Getting on his face? Touching it? He's probably lunching it on a dare. This thread is the result of a paranoid afterthought.:cheesygri 

Bob


----------



## 1grnlwn (Feb 13, 2005)

My vote is wire pulling lubricant. A version of liguid soap. Our's is yellow though.


----------



## Romex Racer (Mar 5, 2005)

Does it taste good or bad? That could be a clue.


----------



## jbfan (Apr 1, 2004)

Welcome Racer. They never answered back so we can only assume it was a fatal error on their part!!


----------



## MasterStrokes (Feb 26, 2005)

Electricmanscot said:


> Whay the heck are you getting it on your face? And if you don't know what it is whay are you touching it?


LOL I can picture it.

While talking to my landlord one day we noticed his little dog by the barn, chewing on something, flipping it in the air and then rolling around on it like gold had been found. A closer look revealed a mouse that had been dead for days. 

Not 5 minutes later my landlords sitting on the porch with the dog his lap letting it lick his lips.  I don’t know about some people.


----------



## mdcorreia (May 21, 2006)

I have seen that green liquid inside junction boxes in the basement and sometimes comes out of receptacles.
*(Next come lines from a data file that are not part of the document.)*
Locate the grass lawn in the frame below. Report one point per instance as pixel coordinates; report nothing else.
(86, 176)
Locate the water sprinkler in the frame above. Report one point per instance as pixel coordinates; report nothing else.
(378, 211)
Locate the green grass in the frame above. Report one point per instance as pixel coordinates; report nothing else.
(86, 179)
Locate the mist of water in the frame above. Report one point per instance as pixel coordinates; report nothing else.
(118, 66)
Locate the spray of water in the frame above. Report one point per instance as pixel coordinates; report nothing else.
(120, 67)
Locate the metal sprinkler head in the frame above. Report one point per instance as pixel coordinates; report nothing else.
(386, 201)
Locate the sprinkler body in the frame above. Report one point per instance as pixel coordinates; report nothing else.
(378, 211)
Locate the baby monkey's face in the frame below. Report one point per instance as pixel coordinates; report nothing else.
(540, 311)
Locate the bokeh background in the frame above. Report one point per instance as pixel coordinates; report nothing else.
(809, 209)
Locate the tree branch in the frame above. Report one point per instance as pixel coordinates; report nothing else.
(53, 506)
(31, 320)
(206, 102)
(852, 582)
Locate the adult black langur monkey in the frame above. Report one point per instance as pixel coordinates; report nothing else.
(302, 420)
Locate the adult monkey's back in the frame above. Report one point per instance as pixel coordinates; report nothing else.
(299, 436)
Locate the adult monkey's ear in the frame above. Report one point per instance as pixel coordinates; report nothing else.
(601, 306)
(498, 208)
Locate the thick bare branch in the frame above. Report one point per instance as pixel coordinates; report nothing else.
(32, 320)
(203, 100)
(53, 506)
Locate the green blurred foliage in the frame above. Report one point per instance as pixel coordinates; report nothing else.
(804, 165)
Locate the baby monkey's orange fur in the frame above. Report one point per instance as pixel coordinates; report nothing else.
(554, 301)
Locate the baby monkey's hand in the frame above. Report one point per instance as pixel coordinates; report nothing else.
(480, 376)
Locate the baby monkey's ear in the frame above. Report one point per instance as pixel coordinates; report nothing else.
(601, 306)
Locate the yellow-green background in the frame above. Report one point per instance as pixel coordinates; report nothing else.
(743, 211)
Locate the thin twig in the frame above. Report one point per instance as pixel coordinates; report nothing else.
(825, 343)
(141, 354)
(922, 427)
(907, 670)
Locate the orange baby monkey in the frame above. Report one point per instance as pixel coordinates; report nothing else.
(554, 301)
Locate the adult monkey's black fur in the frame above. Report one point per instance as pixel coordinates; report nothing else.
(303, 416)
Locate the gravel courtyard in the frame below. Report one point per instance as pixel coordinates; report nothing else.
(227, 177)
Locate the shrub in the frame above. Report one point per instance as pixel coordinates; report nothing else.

It was coming from inside the romex cable. Must be moisture with oxidation and the mixture of the cable covering color - bluish -green.


----------



## gjbspark (Dec 24, 2008)

*gjbspark*

hi all
this green stuff is chemical breakdown residue,
that is to say the cable,s insulation is chemically breaking down.
cable manufacturers say "rewire urgent"
happy christmas :thumbsup:


----------